PyTorch NLP Versions Save

Basic Utilities for PyTorch Natural Language Processing (NLP)

0.5.0

4 years ago

Major Updates

Updated my README emoji game to be more ambiguous while maintaining fun and heartwarming vibe. 🐕
Support for Python 3.5
Extensive rewrite of README to focus on new users and building an NLP pipeline.
Support for Pytorch 1.2
Added torchnlp.random for finer grain control of random state building on PyTorch's fork_rng. This module controls the random state of torch, numpy and random.

import random
import numpy
import torch

from torchnlp.random import fork_rng

with fork_rng(seed=123):  # Ensure determinism
    print('Random:', random.randint(1, 2**31))
    print('Numpy:', numpy.random.randint(1, 2**31))
    print('Torch:', int(torch.randint(1, 2**31, (1,))))

Refactored torchnlp.samplers enabling pipelining. For example:

from torchnlp.samplers import DeterministicSampler
from torchnlp.samplers import BalancedSampler

data = ['a', 'b', 'c'] + ['c'] * 100
sampler = BalancedSampler(data, num_samples=3)
sampler = DeterministicSampler(sampler, random_seed=12)
print([data[i] for i in sampler])  # ['c', 'b', 'a']

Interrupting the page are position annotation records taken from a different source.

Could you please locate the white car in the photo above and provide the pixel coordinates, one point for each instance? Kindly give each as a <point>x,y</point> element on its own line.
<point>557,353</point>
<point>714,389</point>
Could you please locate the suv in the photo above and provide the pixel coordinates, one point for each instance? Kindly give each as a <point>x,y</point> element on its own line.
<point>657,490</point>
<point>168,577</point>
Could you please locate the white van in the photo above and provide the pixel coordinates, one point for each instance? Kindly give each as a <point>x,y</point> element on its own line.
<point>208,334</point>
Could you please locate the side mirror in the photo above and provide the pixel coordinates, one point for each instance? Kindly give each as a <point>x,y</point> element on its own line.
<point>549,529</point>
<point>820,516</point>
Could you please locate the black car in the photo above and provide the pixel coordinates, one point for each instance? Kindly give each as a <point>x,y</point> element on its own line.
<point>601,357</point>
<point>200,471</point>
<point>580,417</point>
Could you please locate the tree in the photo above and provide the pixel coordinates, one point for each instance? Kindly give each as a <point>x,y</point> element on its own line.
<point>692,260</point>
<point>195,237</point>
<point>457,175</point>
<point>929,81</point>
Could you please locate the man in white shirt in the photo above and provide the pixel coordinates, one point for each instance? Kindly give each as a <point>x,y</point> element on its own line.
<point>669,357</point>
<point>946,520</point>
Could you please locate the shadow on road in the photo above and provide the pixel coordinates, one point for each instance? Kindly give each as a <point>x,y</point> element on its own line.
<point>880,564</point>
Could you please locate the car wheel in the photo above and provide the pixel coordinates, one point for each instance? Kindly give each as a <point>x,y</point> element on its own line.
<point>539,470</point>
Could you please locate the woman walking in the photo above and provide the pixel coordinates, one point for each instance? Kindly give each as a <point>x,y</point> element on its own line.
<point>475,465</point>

Added torchnlp.samplers.balanced_sampler for balanced sampling extending Pytorch's WeightedRandomSampler.
Added torchnlp.samplers.deterministic_sampler for deterministic sampling based on torchnlp.random.
Added torchnlp.samplers.distributed_batch_sampler for distributed batch sampling.
Added torchnlp.samplers.oom_batch_sampler to sample large batches first in order to force an out-of-memory error.
Added torchnlp.utils.lengths_to_mask to help create masks from a batch of sequences.
Added torchnlp.utils.get_total_parameters to measure the number of parameters in a model.
Added torchnlp.utils.get_tensors to measure the size of an object in number of tensor elements. This is useful for dynamic batch sizing and for torchnlp.samplers.oom_batch_sampler.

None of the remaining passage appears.